FIG. 1 illustrates a satellite receiver system 10 employing an embodiment
of the present invention. Satellite receiver system 10 includes an antenna
12 coupled to a receiver 14. Antenna 12 is to be aligned so as to receive
a signal broadcast by a satellite. Signals received by antenna 12 are
amplified and downconverted prior to transmission to receiver 14. Such
signals generally include audio and/or video information which is decoded
by receiver 14. The decoded audio and/or video information is then
presented by the receiver 14 to the television (TV) 16 for display. The
video information may contain broadcasts of programming as well as
instructions to display textual messages or images, on the TV 16. These
messages may form an electronic program guide of program descriptions or
some other information to the user. The TV 16 is a cathode ray tube (CRT)

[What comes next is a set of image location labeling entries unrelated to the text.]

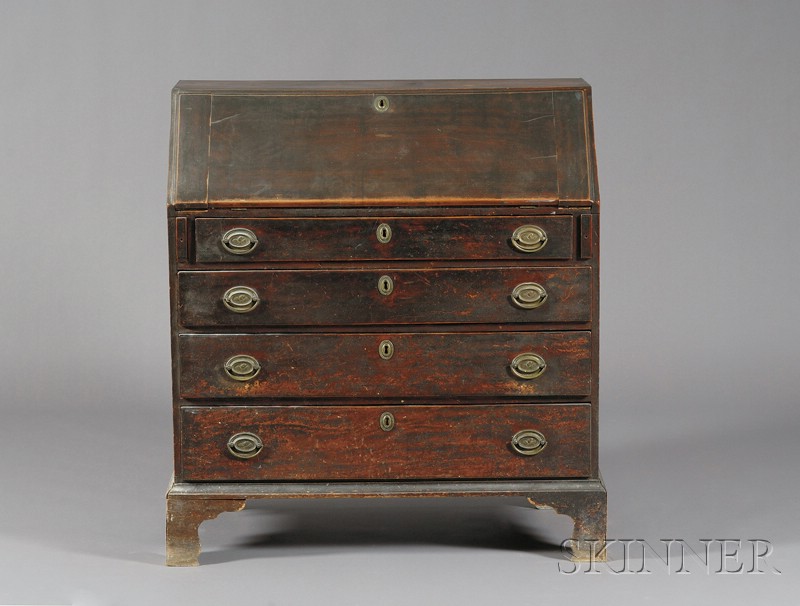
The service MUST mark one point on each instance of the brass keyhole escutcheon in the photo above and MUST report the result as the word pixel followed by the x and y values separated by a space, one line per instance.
pixel 529 295
pixel 528 442
pixel 386 421
pixel 385 285
pixel 239 241
pixel 242 367
pixel 245 445
pixel 383 233
pixel 381 103
pixel 240 299
pixel 528 366
pixel 386 349
pixel 529 238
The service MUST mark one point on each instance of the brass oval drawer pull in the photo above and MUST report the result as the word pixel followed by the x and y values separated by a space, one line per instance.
pixel 240 299
pixel 528 366
pixel 528 442
pixel 386 421
pixel 529 295
pixel 529 238
pixel 385 285
pixel 242 367
pixel 383 233
pixel 386 349
pixel 245 445
pixel 239 241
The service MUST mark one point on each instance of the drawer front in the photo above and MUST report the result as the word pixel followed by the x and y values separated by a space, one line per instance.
pixel 385 365
pixel 385 443
pixel 359 297
pixel 397 238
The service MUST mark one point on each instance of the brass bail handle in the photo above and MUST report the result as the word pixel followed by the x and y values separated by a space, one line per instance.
pixel 528 442
pixel 528 366
pixel 239 241
pixel 529 238
pixel 245 445
pixel 529 295
pixel 240 299
pixel 242 367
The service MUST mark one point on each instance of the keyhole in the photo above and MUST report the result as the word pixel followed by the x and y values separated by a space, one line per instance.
pixel 386 349
pixel 381 103
pixel 386 421
pixel 385 285
pixel 384 233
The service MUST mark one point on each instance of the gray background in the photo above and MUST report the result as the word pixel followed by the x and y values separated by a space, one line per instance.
pixel 697 138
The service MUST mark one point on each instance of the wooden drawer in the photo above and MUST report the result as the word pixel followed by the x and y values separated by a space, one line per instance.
pixel 360 443
pixel 353 365
pixel 355 297
pixel 398 238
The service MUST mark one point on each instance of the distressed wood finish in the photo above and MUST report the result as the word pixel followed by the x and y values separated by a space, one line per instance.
pixel 314 170
pixel 349 365
pixel 351 297
pixel 316 442
pixel 355 239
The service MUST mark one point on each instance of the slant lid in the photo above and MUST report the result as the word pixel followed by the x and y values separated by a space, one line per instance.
pixel 438 142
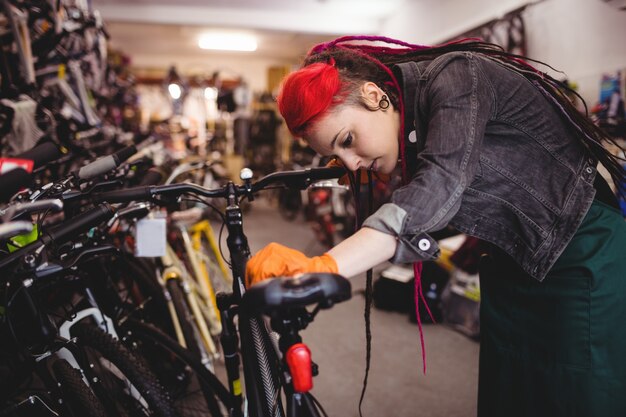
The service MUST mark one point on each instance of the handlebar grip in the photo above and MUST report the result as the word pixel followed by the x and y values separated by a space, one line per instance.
pixel 327 173
pixel 125 153
pixel 105 164
pixel 152 177
pixel 76 225
pixel 124 196
pixel 13 181
pixel 41 154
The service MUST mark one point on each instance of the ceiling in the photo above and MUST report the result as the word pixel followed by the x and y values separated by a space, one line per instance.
pixel 285 29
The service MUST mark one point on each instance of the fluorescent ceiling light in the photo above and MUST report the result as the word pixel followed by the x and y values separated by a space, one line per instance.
pixel 228 42
pixel 175 90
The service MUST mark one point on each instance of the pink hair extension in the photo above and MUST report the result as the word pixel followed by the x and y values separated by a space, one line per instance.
pixel 366 51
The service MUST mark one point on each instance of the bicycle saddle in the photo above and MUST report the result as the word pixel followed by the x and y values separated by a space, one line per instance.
pixel 286 293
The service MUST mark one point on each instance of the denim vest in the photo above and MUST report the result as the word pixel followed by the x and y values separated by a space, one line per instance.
pixel 493 157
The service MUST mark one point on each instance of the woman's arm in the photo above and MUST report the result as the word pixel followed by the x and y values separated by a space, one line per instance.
pixel 363 250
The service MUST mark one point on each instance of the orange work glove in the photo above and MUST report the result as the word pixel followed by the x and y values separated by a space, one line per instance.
pixel 276 260
pixel 336 162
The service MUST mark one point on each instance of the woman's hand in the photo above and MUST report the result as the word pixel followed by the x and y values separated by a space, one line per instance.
pixel 276 260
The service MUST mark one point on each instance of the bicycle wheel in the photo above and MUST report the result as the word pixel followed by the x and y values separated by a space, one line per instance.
pixel 261 368
pixel 77 396
pixel 126 381
pixel 194 389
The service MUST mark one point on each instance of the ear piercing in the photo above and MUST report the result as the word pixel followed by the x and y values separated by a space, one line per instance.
pixel 383 103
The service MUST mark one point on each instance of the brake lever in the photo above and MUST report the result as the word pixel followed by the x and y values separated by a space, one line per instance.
pixel 93 251
pixel 73 195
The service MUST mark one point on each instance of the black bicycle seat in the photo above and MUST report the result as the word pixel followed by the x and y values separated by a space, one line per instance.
pixel 285 293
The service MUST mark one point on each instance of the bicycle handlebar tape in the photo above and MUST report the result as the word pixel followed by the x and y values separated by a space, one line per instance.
pixel 75 226
pixel 125 196
pixel 105 164
pixel 152 177
pixel 300 367
pixel 12 182
pixel 41 154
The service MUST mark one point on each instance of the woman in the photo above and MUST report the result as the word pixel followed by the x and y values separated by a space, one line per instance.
pixel 490 146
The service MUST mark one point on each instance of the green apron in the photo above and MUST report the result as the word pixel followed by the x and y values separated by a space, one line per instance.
pixel 558 347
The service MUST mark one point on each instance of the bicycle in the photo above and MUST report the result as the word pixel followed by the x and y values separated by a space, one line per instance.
pixel 55 332
pixel 269 368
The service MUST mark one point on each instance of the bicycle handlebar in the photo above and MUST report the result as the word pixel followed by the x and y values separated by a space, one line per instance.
pixel 63 232
pixel 105 164
pixel 296 179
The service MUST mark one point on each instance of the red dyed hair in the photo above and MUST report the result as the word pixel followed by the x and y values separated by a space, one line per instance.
pixel 307 94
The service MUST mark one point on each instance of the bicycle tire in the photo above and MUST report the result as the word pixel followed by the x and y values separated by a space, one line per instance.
pixel 185 317
pixel 262 367
pixel 102 351
pixel 76 394
pixel 213 390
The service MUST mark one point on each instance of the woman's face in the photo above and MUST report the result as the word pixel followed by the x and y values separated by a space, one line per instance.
pixel 359 137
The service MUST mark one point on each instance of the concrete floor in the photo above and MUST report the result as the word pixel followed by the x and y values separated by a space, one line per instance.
pixel 397 387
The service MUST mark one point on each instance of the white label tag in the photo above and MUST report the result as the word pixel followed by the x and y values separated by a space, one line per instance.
pixel 150 237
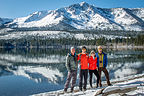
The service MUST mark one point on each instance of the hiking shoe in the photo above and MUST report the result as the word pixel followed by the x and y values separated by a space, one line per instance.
pixel 65 90
pixel 100 85
pixel 97 86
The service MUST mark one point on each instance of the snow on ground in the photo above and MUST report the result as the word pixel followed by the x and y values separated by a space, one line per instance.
pixel 54 34
pixel 134 86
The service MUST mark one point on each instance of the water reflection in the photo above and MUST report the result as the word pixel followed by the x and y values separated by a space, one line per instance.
pixel 43 70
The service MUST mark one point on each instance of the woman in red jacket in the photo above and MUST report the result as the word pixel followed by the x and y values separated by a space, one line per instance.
pixel 93 67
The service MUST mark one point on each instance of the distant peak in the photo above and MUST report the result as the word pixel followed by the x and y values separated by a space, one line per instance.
pixel 84 4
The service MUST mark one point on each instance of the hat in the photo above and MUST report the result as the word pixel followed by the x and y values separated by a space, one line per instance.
pixel 92 52
pixel 83 47
pixel 99 47
pixel 71 48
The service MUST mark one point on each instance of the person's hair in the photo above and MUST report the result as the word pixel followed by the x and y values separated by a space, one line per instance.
pixel 92 52
pixel 99 47
pixel 71 48
pixel 83 47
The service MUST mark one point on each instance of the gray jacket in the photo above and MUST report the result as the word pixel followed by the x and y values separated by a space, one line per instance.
pixel 71 62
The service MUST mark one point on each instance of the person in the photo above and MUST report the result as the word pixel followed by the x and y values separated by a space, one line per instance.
pixel 71 65
pixel 93 68
pixel 83 58
pixel 102 64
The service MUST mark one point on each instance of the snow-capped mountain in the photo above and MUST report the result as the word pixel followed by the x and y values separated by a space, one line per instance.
pixel 84 16
pixel 4 20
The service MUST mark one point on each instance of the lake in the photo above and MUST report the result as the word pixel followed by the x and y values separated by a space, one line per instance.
pixel 30 71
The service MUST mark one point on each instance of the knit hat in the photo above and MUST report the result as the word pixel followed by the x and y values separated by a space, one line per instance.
pixel 92 52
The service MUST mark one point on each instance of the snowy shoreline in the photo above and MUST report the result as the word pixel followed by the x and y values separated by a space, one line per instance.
pixel 131 85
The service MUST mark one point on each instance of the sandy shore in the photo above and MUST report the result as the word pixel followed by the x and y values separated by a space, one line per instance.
pixel 128 86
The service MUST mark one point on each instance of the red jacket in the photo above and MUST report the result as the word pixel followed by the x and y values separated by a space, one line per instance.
pixel 83 60
pixel 92 63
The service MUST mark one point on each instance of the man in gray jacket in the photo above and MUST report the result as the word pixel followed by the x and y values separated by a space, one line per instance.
pixel 71 65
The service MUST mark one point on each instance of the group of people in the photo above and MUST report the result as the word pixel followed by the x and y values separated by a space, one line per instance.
pixel 93 63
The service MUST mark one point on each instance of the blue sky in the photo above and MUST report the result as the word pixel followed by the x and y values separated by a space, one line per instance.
pixel 21 8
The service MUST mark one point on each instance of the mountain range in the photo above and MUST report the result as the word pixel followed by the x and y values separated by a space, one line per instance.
pixel 82 16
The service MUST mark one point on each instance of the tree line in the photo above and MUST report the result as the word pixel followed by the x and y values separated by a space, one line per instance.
pixel 36 41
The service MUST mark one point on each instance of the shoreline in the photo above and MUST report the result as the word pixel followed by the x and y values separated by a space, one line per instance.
pixel 103 90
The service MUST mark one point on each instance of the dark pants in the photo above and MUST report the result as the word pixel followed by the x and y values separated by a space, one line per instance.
pixel 96 74
pixel 83 74
pixel 73 75
pixel 106 74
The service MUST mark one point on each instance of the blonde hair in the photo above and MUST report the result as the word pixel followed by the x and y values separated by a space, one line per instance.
pixel 92 52
pixel 99 47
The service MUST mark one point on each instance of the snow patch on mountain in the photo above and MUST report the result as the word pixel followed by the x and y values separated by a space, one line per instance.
pixel 84 16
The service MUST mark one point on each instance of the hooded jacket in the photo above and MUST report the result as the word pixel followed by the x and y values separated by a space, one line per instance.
pixel 105 61
pixel 71 62
pixel 92 63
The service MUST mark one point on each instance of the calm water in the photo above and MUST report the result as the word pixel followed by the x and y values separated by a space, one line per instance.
pixel 30 71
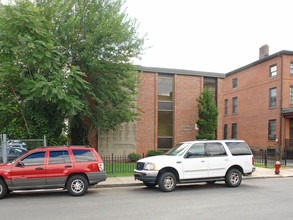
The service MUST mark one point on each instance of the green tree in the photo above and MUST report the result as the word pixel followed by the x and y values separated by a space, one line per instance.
pixel 71 58
pixel 36 78
pixel 208 116
pixel 99 38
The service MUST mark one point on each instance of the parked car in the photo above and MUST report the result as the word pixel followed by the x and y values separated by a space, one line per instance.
pixel 197 161
pixel 12 153
pixel 70 167
pixel 17 143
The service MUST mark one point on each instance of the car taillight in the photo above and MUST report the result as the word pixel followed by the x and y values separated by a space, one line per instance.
pixel 101 166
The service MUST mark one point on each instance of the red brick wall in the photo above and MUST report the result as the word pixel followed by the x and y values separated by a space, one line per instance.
pixel 253 103
pixel 187 89
pixel 147 102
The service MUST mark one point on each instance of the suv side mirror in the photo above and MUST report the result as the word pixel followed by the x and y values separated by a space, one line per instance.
pixel 189 154
pixel 20 164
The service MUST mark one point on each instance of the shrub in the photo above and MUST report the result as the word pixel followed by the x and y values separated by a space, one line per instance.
pixel 133 157
pixel 155 152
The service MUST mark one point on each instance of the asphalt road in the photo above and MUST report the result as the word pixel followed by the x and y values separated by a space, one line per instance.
pixel 254 199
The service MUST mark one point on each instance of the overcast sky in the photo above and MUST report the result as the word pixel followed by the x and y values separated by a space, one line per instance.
pixel 211 35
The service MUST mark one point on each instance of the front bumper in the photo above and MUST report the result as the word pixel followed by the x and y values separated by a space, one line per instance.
pixel 146 176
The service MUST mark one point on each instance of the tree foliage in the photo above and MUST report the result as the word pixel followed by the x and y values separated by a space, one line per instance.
pixel 61 58
pixel 208 116
pixel 101 40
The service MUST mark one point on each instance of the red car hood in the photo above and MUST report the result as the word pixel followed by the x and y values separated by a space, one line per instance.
pixel 4 165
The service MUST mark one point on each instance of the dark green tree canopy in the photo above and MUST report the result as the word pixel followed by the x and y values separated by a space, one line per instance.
pixel 208 116
pixel 61 58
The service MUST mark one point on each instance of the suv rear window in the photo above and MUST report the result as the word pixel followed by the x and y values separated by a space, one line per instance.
pixel 83 155
pixel 59 157
pixel 238 148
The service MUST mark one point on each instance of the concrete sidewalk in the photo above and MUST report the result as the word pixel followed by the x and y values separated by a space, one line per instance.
pixel 259 173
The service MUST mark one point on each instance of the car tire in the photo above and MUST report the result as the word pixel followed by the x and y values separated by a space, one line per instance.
pixel 233 178
pixel 167 182
pixel 150 185
pixel 3 189
pixel 211 182
pixel 77 185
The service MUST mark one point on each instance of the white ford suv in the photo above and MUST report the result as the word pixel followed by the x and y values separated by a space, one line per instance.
pixel 197 161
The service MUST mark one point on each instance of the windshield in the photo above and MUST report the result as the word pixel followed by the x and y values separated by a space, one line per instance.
pixel 178 150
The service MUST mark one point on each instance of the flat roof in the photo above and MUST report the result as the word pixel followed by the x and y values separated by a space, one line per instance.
pixel 180 72
pixel 282 52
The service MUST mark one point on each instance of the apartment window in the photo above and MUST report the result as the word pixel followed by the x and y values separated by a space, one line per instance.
pixel 291 95
pixel 234 131
pixel 234 101
pixel 226 106
pixel 211 85
pixel 225 131
pixel 165 111
pixel 272 129
pixel 273 97
pixel 234 83
pixel 273 71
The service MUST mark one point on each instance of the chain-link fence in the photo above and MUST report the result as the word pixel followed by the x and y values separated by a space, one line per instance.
pixel 12 149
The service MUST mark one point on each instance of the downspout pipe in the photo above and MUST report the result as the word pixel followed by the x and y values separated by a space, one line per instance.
pixel 281 103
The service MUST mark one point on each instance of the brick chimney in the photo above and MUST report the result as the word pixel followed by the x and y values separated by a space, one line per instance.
pixel 263 51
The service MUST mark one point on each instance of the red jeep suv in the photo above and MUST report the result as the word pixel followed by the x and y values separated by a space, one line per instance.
pixel 70 167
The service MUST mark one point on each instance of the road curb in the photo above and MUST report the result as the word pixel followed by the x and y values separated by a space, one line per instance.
pixel 119 185
pixel 141 184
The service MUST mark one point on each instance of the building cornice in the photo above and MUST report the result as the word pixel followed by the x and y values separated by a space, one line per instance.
pixel 180 72
pixel 283 52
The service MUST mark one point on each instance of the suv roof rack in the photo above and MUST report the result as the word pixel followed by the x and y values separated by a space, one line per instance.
pixel 85 146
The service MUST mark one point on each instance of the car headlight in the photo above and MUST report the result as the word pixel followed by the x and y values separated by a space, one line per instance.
pixel 149 166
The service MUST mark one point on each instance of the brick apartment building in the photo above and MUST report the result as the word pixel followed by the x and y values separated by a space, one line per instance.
pixel 258 101
pixel 254 104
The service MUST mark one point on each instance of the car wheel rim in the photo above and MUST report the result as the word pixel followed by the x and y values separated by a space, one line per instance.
pixel 169 182
pixel 77 186
pixel 234 178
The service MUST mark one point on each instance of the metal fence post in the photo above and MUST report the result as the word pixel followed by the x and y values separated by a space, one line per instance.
pixel 112 164
pixel 4 149
pixel 285 156
pixel 45 141
pixel 266 158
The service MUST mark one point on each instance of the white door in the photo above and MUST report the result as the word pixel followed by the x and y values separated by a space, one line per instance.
pixel 218 159
pixel 195 162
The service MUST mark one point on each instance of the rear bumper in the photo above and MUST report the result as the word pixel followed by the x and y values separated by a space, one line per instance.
pixel 96 177
pixel 146 176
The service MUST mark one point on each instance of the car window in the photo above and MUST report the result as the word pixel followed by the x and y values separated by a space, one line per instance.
pixel 83 155
pixel 60 156
pixel 34 159
pixel 197 150
pixel 238 148
pixel 215 149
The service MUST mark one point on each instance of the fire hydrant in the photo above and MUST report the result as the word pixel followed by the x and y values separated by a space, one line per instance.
pixel 277 167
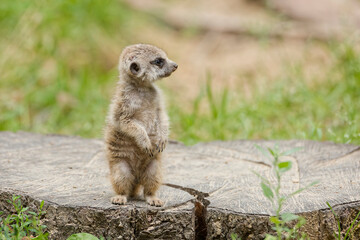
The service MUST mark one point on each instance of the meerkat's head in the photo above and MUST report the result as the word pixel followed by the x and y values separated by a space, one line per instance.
pixel 145 63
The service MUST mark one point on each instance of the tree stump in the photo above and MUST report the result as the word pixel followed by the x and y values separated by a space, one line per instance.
pixel 210 190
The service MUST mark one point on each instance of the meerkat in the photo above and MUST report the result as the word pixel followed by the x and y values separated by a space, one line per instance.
pixel 137 125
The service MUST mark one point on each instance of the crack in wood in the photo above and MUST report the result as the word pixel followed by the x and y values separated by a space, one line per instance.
pixel 200 210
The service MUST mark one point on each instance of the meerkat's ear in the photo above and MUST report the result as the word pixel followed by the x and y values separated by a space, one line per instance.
pixel 135 68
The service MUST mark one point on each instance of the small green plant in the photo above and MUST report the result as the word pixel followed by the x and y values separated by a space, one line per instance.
pixel 83 236
pixel 349 230
pixel 272 192
pixel 24 224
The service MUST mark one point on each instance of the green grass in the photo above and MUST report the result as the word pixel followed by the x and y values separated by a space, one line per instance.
pixel 289 108
pixel 57 76
pixel 24 224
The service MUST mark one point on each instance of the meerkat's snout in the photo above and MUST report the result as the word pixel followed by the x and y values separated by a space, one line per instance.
pixel 174 67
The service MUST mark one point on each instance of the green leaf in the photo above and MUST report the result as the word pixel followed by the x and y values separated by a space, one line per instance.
pixel 82 236
pixel 267 191
pixel 262 178
pixel 275 220
pixel 285 166
pixel 270 237
pixel 287 217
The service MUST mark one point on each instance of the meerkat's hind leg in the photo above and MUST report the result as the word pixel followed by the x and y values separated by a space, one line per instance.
pixel 119 199
pixel 151 180
pixel 122 180
pixel 137 192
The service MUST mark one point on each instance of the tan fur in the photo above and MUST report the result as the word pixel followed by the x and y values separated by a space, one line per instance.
pixel 137 125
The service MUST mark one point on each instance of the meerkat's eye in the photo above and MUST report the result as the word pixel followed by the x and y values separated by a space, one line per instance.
pixel 158 62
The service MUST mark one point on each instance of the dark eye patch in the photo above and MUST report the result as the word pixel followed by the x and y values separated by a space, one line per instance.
pixel 158 62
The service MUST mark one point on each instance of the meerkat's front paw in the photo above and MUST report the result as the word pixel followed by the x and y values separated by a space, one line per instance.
pixel 154 201
pixel 161 145
pixel 119 199
pixel 150 151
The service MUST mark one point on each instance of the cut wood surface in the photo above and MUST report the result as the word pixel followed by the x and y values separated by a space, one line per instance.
pixel 210 189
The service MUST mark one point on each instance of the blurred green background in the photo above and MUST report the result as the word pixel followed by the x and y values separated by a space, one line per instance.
pixel 58 69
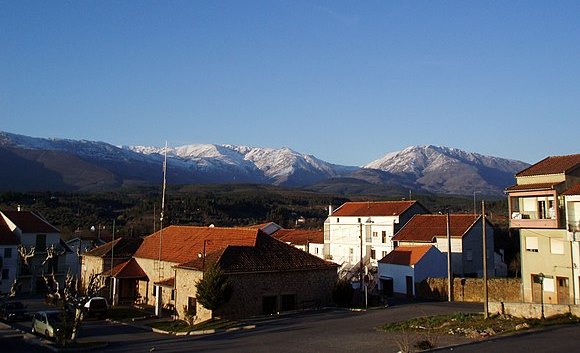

but those skilled in the art understand it can also be a liquid crystal
display.
In the embodiment illustrated in FIG. 2, receiver 14 includes a character
generation device 20 and a receiver subsystem 28. As shown, the character
generation device 20 includes a memory device 22, a central processing
unit (CPU) 24, and a color generator 26. It is readily apparent that the
embodiment shown is functional in nature and representative
implementations can use common or representative circuitry to implement
the functionality described. Furthermore, the circuitry can be realized by
a variety of components including CPUs as well as combintorial and other
logic circuits. The receiver subsystem 28 decodes video instructions
received through satellite signals and transmits them to the CPU 24 to
display text and other images on the TV 16. The memory 22 is configured to
store instructions executed by the CPU 24 to perform functions, such as
those described herein, and source pixel representations of images and
fonts. Although the system described uses a processor and memory, those
skilled in the art understand that the present invention may be
implemented using hardware exclusively or a mixture of software and
hardware. In alternative embodiments, the CPU may be implemented using
control logic or circuitry, an embedded controller or other logic devices
that can implement a state machine. In the preferred embodiment, the
memory 22 is read only memory (ROM). However, those skilled in the art
understand that random access memory (e.g., static RAM, dynamic RAM), or a
mixture of ROM and RAM can also be used for the memory 22. The color
generator 26 can be implemented using programmable logic, RAM or ROM. In
the preferred embodiment, the color generator is a color look-up table 26
implemented as RAM. The CPU 24 inputs the pixel values into the color
look-up table 26. In response to the pixel values input, the color look-up
table 26 generates color codes for the regions of a source pixel
representation.
A source pixel representation of one character of a font in accordance with
one embodiment of the present invention is illustrated in FIG. 3a. The
source pixel representation has multiple pixels that are divided among a
foreground region, a middle region, and a background region. The pixel
values in each region correspond to a different color. When certain
characters are to be displayed, the CPU 24 retrieves the source pixel
representations of the characters from memory 22. The pixel values
retrieved from memory are then used to index into the the color look-up
table (CLUT) 26. Depending on the index value determined from the pixel
value, the CLUT 26 generates color codes for each pixel which a display
controller (not shown) uses to display pixels which form the characters as
aliased or anti-aliased images on TV 16 of FIG. 2. In one embodiment, if
the character is to be aliased, a foreground color output form the CLUT 26
is selected for the foreground region pixels and the middle region pixels
and a background color is selected for the background region pixels. The
technique for choosing the foreground colors and background colors
displayed so as to achieve a desired degree of contrast between the
foreground region pixels and the background region pixels is well known in
the art and is not repeated here. If the character is to be anti-aliased,
a foreground color, a color to provide an anti-aliased effect, and a
background color are generated, respectively, for the foreground, middle
and background regions. The technique for choosing a foreground color, a
color to provide an anti-aliased effect, and a background color so as to
reduce a viewer's perception of aliasing is well known in the art and is
not repeated here.
FIG. 3b illustrates a source pixel representation of one character of a
font in accordance with the preferred embodiment of the present invention.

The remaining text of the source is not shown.